YACHT-Leser fragen, Bobby Schenk antwortet



Frage von Jens Schliessmeyer

Hallo Herr Schliessmeyer,

diese Frage zu beantworten ist nicht so schwer, weil Sie durch Ihre Schreiben schon gezeigt haben, daß Sie auf dem richtigen Weg sind:

Also, zunächst einmal, da bin ich ganz sicher, geht nichts über ein gründliche Ausbildung. Wenn Sie die genossen haben, dann haben Sie die richtigen Voraussetzungen geschaffen, um praktische Erfahrungen sammeln zu können.

Ich mach ja kein Geheimnis daraus, daß ich eine Menge Vorbehalte gegen Segelscheine habe, aber nicht gegen die Ausbildung hierzu. Deshalb sollten Sie nicht danach trachten, möglichst bequem zu einem Schein zu kommen (Sportbootführerschein), nur um dem Gesetze Genüge zu tun. Weit besser ist es, gleich die höchsten Weihen anzustreben, und zielgerichtet die Stufenleiter in der Ausbildung hinaufzusteigen, also am besten zum Sporthochseeschiffer.

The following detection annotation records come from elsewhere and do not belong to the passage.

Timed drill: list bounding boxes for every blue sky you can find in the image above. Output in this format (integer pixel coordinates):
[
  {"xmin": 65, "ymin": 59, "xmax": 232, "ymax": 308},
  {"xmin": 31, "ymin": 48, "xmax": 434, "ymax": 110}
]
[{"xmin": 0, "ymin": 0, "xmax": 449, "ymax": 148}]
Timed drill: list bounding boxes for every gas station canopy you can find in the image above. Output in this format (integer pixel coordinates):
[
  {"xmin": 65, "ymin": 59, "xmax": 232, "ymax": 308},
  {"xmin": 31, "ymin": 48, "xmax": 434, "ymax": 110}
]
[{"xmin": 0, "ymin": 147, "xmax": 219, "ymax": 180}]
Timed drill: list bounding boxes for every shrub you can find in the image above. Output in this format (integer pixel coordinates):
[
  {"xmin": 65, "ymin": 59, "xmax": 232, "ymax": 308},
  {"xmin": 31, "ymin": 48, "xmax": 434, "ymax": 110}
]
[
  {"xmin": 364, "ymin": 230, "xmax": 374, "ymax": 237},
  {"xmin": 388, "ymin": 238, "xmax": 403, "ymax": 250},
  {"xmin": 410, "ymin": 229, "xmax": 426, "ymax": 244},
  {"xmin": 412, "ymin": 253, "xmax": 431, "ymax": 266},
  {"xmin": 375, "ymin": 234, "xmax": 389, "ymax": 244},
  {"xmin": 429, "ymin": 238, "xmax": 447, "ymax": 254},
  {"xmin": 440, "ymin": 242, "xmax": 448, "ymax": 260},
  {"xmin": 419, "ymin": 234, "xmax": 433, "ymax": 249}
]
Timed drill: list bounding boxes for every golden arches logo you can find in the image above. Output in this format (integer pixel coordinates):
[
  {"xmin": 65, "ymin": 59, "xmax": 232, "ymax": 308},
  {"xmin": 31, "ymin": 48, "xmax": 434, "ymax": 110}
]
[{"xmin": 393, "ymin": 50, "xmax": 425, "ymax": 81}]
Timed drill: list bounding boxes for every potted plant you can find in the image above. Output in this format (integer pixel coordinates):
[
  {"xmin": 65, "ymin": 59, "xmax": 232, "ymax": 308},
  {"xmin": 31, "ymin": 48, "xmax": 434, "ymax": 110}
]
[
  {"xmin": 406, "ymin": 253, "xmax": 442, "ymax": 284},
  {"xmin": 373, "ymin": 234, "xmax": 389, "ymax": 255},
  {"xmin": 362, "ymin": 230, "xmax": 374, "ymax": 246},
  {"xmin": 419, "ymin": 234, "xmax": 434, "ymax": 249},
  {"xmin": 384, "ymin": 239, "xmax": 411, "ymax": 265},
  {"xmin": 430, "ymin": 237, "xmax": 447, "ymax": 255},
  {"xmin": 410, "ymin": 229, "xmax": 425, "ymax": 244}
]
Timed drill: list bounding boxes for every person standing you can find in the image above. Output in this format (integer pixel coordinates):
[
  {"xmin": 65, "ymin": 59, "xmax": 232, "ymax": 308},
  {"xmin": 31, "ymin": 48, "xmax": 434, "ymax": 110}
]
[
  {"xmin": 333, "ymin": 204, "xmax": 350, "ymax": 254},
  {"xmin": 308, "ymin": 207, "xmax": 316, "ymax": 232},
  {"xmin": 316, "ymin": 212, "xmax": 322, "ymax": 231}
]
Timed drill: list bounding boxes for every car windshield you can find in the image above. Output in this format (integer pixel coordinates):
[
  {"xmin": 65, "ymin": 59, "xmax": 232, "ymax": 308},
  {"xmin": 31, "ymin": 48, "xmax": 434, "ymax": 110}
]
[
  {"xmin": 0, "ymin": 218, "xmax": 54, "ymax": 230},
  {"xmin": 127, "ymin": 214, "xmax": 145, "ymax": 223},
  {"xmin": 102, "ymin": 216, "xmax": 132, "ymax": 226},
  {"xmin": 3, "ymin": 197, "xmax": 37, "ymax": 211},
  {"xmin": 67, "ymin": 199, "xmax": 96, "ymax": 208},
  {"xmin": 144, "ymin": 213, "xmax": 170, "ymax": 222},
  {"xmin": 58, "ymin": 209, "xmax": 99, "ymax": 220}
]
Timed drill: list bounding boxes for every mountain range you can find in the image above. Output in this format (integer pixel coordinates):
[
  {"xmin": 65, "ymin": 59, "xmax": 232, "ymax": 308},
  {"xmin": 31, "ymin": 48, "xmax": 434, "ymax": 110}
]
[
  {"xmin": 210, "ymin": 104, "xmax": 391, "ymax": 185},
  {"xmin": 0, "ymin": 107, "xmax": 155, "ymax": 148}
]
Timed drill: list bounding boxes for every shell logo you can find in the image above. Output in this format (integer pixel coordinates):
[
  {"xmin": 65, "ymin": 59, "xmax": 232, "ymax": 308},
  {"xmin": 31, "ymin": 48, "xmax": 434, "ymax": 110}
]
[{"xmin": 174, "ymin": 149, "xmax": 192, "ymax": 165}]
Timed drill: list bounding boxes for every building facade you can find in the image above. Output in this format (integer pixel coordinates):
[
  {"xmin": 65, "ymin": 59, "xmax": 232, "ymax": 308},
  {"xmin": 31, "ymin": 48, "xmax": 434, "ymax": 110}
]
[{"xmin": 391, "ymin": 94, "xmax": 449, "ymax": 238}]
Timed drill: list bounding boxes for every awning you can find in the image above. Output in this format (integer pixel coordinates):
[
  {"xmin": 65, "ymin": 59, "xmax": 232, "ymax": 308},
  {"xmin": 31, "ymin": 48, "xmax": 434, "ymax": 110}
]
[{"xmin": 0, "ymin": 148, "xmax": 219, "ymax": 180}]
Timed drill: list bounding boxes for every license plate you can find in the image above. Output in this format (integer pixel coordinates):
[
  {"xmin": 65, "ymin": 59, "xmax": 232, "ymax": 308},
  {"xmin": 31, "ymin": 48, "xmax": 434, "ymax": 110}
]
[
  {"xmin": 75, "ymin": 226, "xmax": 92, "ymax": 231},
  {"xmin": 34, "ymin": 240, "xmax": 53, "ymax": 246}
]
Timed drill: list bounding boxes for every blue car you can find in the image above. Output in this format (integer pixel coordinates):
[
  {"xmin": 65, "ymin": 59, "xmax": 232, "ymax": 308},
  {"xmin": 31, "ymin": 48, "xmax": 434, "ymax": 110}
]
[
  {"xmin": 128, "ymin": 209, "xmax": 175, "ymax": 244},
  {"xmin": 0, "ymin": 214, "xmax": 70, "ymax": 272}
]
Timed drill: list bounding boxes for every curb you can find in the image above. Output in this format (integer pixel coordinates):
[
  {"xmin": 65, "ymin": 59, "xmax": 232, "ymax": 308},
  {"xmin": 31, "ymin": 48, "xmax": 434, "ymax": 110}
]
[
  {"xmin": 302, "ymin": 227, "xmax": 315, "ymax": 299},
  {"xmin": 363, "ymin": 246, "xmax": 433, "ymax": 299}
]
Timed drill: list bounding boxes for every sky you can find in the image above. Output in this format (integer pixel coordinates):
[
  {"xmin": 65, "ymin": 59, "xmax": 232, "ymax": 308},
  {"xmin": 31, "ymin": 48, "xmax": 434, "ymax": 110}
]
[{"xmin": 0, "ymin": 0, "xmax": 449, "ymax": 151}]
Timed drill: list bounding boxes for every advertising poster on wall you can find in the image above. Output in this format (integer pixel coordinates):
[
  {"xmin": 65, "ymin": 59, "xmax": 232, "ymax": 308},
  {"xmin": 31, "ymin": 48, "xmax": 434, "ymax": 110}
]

Ohne eine Wertung abzugeben, glaube ich, daß man in Deutschland die beste Ausbildung beim Deutscher Hansa Hochseesportverband (DHH) bekommt, also beispielsweise auf der Yachtschule in Glücksburg. Die Ausbildung dort unter dem berühmten Atze Lehmann ist jedenfalls so, daß man die Maßstäbe für gute Seemannschaft bestens kennenlernt. Später, wenn man das alles beherrscht, kann man die Sache immer noch vereinfachen, hat man auch den nötigen Sachverstand erworben, zu entscheiden, was man anders, vielleicht nicht so exakt, machen darf.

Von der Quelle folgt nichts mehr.